Non-Boolean Accelerators for Deep Learning Networks

Active Sites

University of Notre Dame

Motivation

We will study non-Boolean information processing primitives derived from spin-based media and oscillator-based networks comprised of existing and emerging transistor technologies. We target hardware-based solutions to support computational kernels such as convolutional transforms, wavelet transforms (WTs), etc. Said kernels form the basis of computational models such as holographic computing (inspired by optical signal processing), convolutional neural networks (CNNs), etc. that can support higher-level application targets such as object recognition, etc. Estimates show that said hardware can be very energy efficient when compared to conventional CMOS hardware equivalents.

Information processing primitives based on (spin) waves and oscillators are particularly well-suited for convolutional transforms. By properly configuring a spinwave-based system, different types of computational kernels (mimicking optically-inspired computing functions such as Fourier transforms (FTs)) can be realized.  A spin-wave lens can provide this functionality just as any other 1D vector-to-1D vector linear mapping. Spintronic devices to generate and detect spinwaves can be placed on a continuous magnetic film. The film may have a ‘hard wired’ structure (i.e., an exchange bias that provides the local field for a lens function) or additional spintronic devices may provide reconfigurability. All components are planar and compatible with standard CMOS technology.  Transistor-based analog circuits can also emulate an optical system.

A key distinguishing aspect of deep convolutional neural networks (CNNs) from older hand-tuned filtering is the notion of feature learning. Instead of making a priori assumptions about the configuration of filters that represent a feature space, CNNs learn a set of convolutional filters to minimize error on a training set. Further, the deeper the network and the more data that it is trained with, the better the performance that is typically observed. Scalability is essential, and the very best networks require vast computational resources (e.g., GPU clusters) and weeks or months of training time. Thus, hardware that can efficiently perform convolutional transforms could have a significant impact in this space. Moreover, recent work from the machine learning community suggests that CNNs based on wavelet transforms (WTs) can provide superior accuracy for certain classes of problems when compared to other classifiers. While a FT outputs the frequency of a given signal, a WT can provide information about a given frequency w.r.t. time. Wavelet scattering neural networks can be employed to compute translation invariant image representations that are more stable to image deformations (e.g., images of a flag flying in a breeze). WT convolutions (i.e., the filtering part of a CNN) may be particularly amenable to the hardware kernels that form the basis of this project.

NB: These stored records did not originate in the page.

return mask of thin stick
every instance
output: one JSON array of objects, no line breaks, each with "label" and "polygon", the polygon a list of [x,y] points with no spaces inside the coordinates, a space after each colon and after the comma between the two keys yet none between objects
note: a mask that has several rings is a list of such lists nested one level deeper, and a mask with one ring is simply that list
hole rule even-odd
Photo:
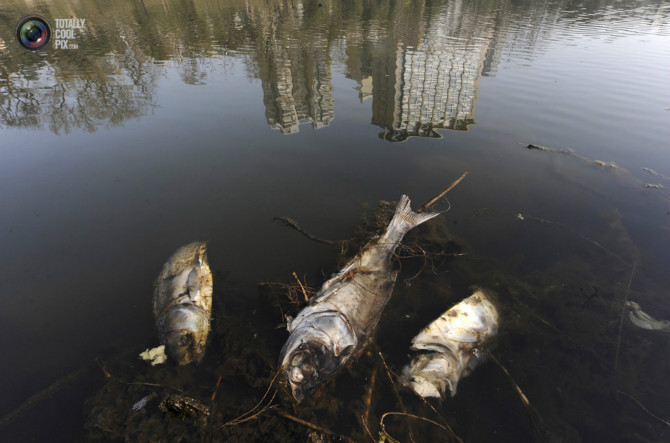
[{"label": "thin stick", "polygon": [[309,301],[309,297],[307,297],[307,292],[305,292],[305,287],[302,285],[302,283],[300,283],[300,279],[298,278],[298,274],[296,274],[295,271],[293,272],[293,278],[295,278],[295,281],[297,281],[298,284],[300,285],[300,289],[302,289],[302,295],[305,296],[305,301]]},{"label": "thin stick", "polygon": [[[402,408],[402,411],[406,414],[407,409],[405,409],[405,405],[402,402],[402,398],[400,397],[400,394],[398,393],[398,389],[395,387],[395,383],[393,382],[393,377],[391,376],[391,370],[389,369],[388,365],[386,364],[386,360],[384,360],[384,356],[382,355],[381,352],[379,352],[379,357],[382,359],[382,363],[384,364],[384,367],[386,368],[386,375],[388,376],[389,381],[391,382],[391,386],[393,387],[393,392],[395,392],[395,396],[398,399],[398,404],[400,404],[400,407]],[[384,430],[383,421],[384,421],[384,418],[382,416],[382,421],[380,422],[380,424],[382,425],[382,430]],[[414,435],[413,435],[413,432],[412,432],[412,426],[409,423],[407,424],[407,428],[409,429],[409,439],[413,442],[414,441]],[[384,430],[384,434],[386,434],[386,436],[389,439],[391,439],[392,441],[397,441],[393,437],[388,435],[385,430]]]},{"label": "thin stick", "polygon": [[219,386],[221,385],[221,379],[223,378],[222,375],[219,375],[219,379],[216,381],[216,386],[214,386],[214,392],[212,392],[212,401],[216,398],[216,391],[219,390]]},{"label": "thin stick", "polygon": [[[233,420],[230,420],[229,422],[224,423],[223,425],[221,425],[221,427],[224,427],[224,426],[232,426],[232,425],[236,425],[236,424],[243,423],[243,422],[247,421],[247,418],[249,418],[249,417],[247,417],[247,416],[248,416],[249,414],[251,414],[252,412],[254,412],[256,409],[258,409],[258,407],[263,403],[263,401],[265,400],[265,398],[268,396],[268,393],[270,392],[270,389],[272,389],[272,385],[274,384],[274,382],[275,382],[275,380],[277,379],[278,376],[279,376],[279,371],[277,371],[277,373],[275,374],[275,376],[272,377],[272,381],[270,382],[270,386],[268,386],[267,391],[265,391],[265,394],[263,394],[263,398],[261,398],[261,400],[256,404],[256,406],[254,406],[253,408],[249,409],[247,412],[245,412],[244,414],[240,415],[239,417],[234,418]],[[274,395],[273,395],[272,398],[270,399],[270,402],[268,403],[268,405],[269,405],[270,403],[272,403],[272,400],[274,400],[275,395],[277,395],[277,391],[276,391],[276,390],[275,390]],[[266,407],[262,408],[262,409],[261,409],[261,412],[265,411],[265,410],[268,409],[268,408],[269,408],[269,406],[266,406]],[[260,412],[259,412],[259,413],[260,413]],[[256,417],[256,416],[258,416],[259,413],[256,413],[256,414],[252,415],[251,417]]]},{"label": "thin stick", "polygon": [[503,366],[503,364],[500,363],[498,359],[493,356],[493,354],[491,354],[488,351],[486,352],[486,354],[500,367],[500,369],[502,369],[502,371],[505,373],[509,381],[512,382],[512,385],[514,386],[514,389],[516,390],[517,394],[519,394],[519,398],[521,398],[521,401],[523,402],[524,406],[526,408],[532,408],[530,401],[528,401],[528,397],[526,397],[526,394],[523,393],[519,385],[516,384],[512,376],[509,374],[507,368]]},{"label": "thin stick", "polygon": [[370,432],[370,427],[368,426],[368,420],[363,415],[361,415],[361,422],[363,423],[363,429],[365,429],[365,432],[367,432],[368,437],[370,437],[370,440],[372,440],[373,443],[377,443],[377,439],[374,438],[372,432]]},{"label": "thin stick", "polygon": [[353,439],[351,439],[351,438],[349,438],[349,437],[347,437],[347,436],[337,434],[337,433],[331,431],[330,429],[326,429],[326,428],[321,427],[321,426],[319,426],[319,425],[315,425],[314,423],[310,423],[310,422],[308,422],[307,420],[303,420],[302,418],[298,418],[298,417],[296,417],[296,416],[294,416],[294,415],[289,414],[288,412],[284,412],[284,411],[282,411],[281,409],[277,410],[277,414],[280,415],[280,416],[282,416],[282,417],[284,417],[284,418],[286,418],[286,419],[288,419],[288,420],[294,421],[294,422],[296,422],[296,423],[300,423],[301,425],[306,426],[306,427],[308,427],[308,428],[310,428],[310,429],[314,429],[315,431],[319,431],[319,432],[321,432],[321,433],[323,433],[323,434],[332,435],[333,437],[339,437],[339,438],[341,438],[341,439],[343,439],[343,440],[345,440],[345,441],[351,441],[351,442],[354,441]]},{"label": "thin stick", "polygon": [[425,211],[426,209],[428,209],[430,206],[432,206],[433,204],[435,204],[435,202],[438,201],[439,199],[441,199],[442,197],[444,197],[444,196],[447,194],[447,192],[449,192],[449,191],[451,191],[452,189],[454,189],[454,188],[456,187],[456,185],[459,184],[459,183],[461,182],[461,180],[463,180],[463,179],[465,178],[466,175],[468,175],[468,173],[467,173],[467,172],[464,172],[463,175],[461,175],[459,178],[457,178],[451,185],[449,185],[449,187],[448,187],[447,189],[445,189],[444,191],[442,191],[442,192],[440,192],[439,194],[437,194],[437,195],[436,195],[435,197],[433,197],[428,203],[426,203],[425,205],[421,206],[421,207],[419,208],[419,210],[416,211],[416,212],[423,212],[423,211]]},{"label": "thin stick", "polygon": [[[231,420],[231,421],[229,421],[229,422],[227,422],[227,423],[224,423],[221,427],[224,427],[224,426],[237,426],[237,425],[239,425],[239,424],[241,424],[241,423],[244,423],[244,422],[246,422],[246,421],[250,421],[250,420],[254,420],[254,419],[258,418],[258,417],[259,417],[262,413],[264,413],[265,411],[268,411],[268,410],[270,410],[270,409],[274,409],[274,408],[278,408],[279,405],[273,405],[273,404],[272,404],[272,402],[274,401],[276,395],[277,395],[277,391],[275,391],[275,392],[272,394],[272,398],[270,398],[270,401],[268,402],[268,405],[267,405],[267,406],[263,406],[261,409],[259,409],[258,411],[256,411],[255,414],[249,415],[248,417],[244,417],[244,418],[241,418],[241,416],[240,416],[240,417],[238,417],[238,418],[236,418],[236,419],[234,419],[234,420]],[[244,414],[243,414],[243,415],[244,415]]]},{"label": "thin stick", "polygon": [[91,368],[91,366],[86,366],[82,369],[79,369],[78,371],[75,371],[71,374],[68,374],[65,377],[62,377],[62,378],[58,379],[56,382],[52,383],[47,388],[41,390],[37,394],[31,395],[30,397],[28,397],[28,399],[26,401],[24,401],[14,411],[12,411],[9,414],[5,415],[4,417],[0,418],[0,429],[2,427],[4,427],[5,425],[8,425],[9,423],[16,420],[18,417],[20,417],[26,411],[29,411],[30,409],[32,409],[35,405],[37,405],[40,402],[48,399],[49,397],[54,395],[56,392],[63,389],[65,386],[69,385],[70,383],[74,382],[78,378],[82,377],[84,374],[86,374],[86,372],[90,368]]},{"label": "thin stick", "polygon": [[[155,386],[157,388],[163,388],[163,385],[159,385],[158,383],[146,383],[143,381],[131,381],[126,383],[127,385],[144,385],[144,386]],[[177,391],[182,392],[181,390],[177,389]]]},{"label": "thin stick", "polygon": [[[381,353],[380,353],[380,354],[381,354]],[[380,356],[381,356],[381,355],[380,355]],[[444,426],[446,426],[447,430],[448,430],[449,432],[451,432],[451,435],[452,435],[452,436],[453,436],[459,443],[463,443],[463,439],[462,439],[461,437],[459,437],[459,436],[458,436],[458,435],[451,429],[451,426],[449,426],[449,424],[447,423],[447,420],[445,420],[444,417],[442,417],[442,415],[440,415],[440,413],[437,411],[437,409],[435,409],[435,407],[433,407],[433,405],[431,405],[430,403],[428,403],[428,401],[427,401],[425,398],[423,398],[423,397],[421,397],[419,394],[417,394],[416,391],[414,390],[414,388],[412,388],[412,386],[411,386],[409,383],[407,383],[407,381],[405,381],[402,377],[400,377],[398,374],[396,374],[396,373],[393,372],[391,369],[389,369],[389,367],[386,366],[386,362],[384,361],[384,357],[382,357],[382,362],[384,363],[384,367],[386,367],[386,373],[387,373],[387,374],[390,373],[391,375],[393,375],[393,376],[396,378],[396,380],[398,380],[398,382],[400,382],[403,386],[405,386],[407,389],[409,389],[409,390],[412,391],[414,394],[416,394],[416,396],[419,397],[419,398],[421,399],[421,401],[423,402],[423,404],[426,405],[426,406],[428,406],[428,408],[431,409],[431,410],[435,413],[435,415],[436,415],[437,417],[439,417],[439,418],[444,422]]]},{"label": "thin stick", "polygon": [[632,395],[628,394],[627,392],[623,392],[623,391],[621,391],[621,390],[619,390],[619,389],[617,389],[617,392],[620,393],[620,394],[623,394],[623,395],[625,395],[626,397],[628,397],[628,398],[630,398],[631,400],[633,400],[635,403],[637,403],[637,404],[644,410],[644,412],[646,412],[647,414],[651,415],[651,416],[654,417],[656,420],[660,421],[660,422],[663,423],[663,424],[666,424],[666,425],[670,426],[670,422],[669,422],[669,421],[667,421],[667,420],[663,420],[661,417],[659,417],[659,416],[654,415],[653,413],[651,413],[651,412],[649,411],[649,409],[645,408],[644,405],[643,405],[642,403],[640,403],[640,401],[639,401],[637,398],[635,398],[635,397],[633,397]]},{"label": "thin stick", "polygon": [[623,330],[623,318],[626,314],[626,304],[628,303],[628,295],[630,294],[630,285],[633,282],[633,275],[635,274],[635,268],[637,267],[637,261],[633,262],[633,266],[630,269],[630,275],[628,276],[628,283],[626,284],[626,292],[624,293],[623,303],[621,304],[621,316],[619,318],[619,335],[616,341],[616,354],[614,354],[614,375],[619,372],[619,350],[621,349],[621,333]]},{"label": "thin stick", "polygon": [[377,380],[377,365],[375,365],[375,367],[372,369],[372,374],[370,375],[370,387],[368,388],[368,394],[365,396],[365,414],[362,417],[364,426],[367,426],[368,418],[370,416],[370,406],[372,405],[372,391],[374,391],[376,380]]},{"label": "thin stick", "polygon": [[[316,242],[323,243],[323,244],[326,244],[326,245],[335,245],[335,244],[339,243],[339,242],[333,241],[333,240],[324,240],[322,238],[319,238],[315,235],[310,234],[309,232],[302,229],[300,227],[300,225],[298,225],[298,223],[296,223],[295,221],[291,220],[288,217],[275,217],[272,220],[278,220],[278,221],[284,223],[289,228],[295,229],[296,231],[300,232],[302,235],[306,236],[310,240],[314,240]],[[343,240],[343,241],[346,241],[346,240]]]}]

Notably, we have begun to quantify the impact of I/O overhead for spinwave-based kernels.  Using a FT as a representative case study, the spinwave-based approach could be at 40X-3000X more energy efficient than state-of-the-art CMOS implementations even after accounting for I/O overhead.

Objectives

We will consider how emerging technologies and hardware can impact the energy, performance and accuracy of learning-based architectures for the applications in the project.

Team

Yiyu Shi and X. Sharon Hu (CSE, ND) will be responsible for the simulation and modeling, and Michael Niemier (CSE, ND) will be responsible for benchmarking.

Deliverables

By the end of the first year, the proposed deliverables include preliminary simulations of filters that address computational problems described herein. The final deliverables of this project will also include projections for how emerging technologies impact the power, performance, and/or accuracy of the computational requirements for problems of interest.

Experimental Plan and Industrial Relevance

We will compare our projections to existing solutions for similar application-level problems assuming computational models running on state-of-the-art CPUs/GPUs. We will perform direct measurements of power, delay, etc. on said processors assuming a best-performing algorithm for the computational problems. Moreover, PIs Niemier and Hu have also developed a well-validated architectural-level benchmarking infrastructure that projects how new device technologies impact processor performance. This will allow us to properly consider how technology scaling, voltage scaling, etc. impact the power/performance of algorithms running on future von Neumann architectures. As such, we can make meaningful comparisons of our non-von Neumann solutions to a “moving target.”

The project will be of great interest to companies for design companies such as Intel, IBM, etc. as well as certain defense industries.

Milestones and Time-to-Completion

The estimated duration of this project is 2 years. The milestones are listed in the following table.

Year 1

Year 2

Determine subset of problems for case studies; Develop complete description of hardware needs; Design and simulate hardware kernels

Refine simulations, designs; Preliminary projections for I/O overhead, etc; Refine simulations and designs; Final power, performance, accuracy projections

Number of Graduate Students Supported

2

Budget

$100K/year

Total Cost to Completion

$200K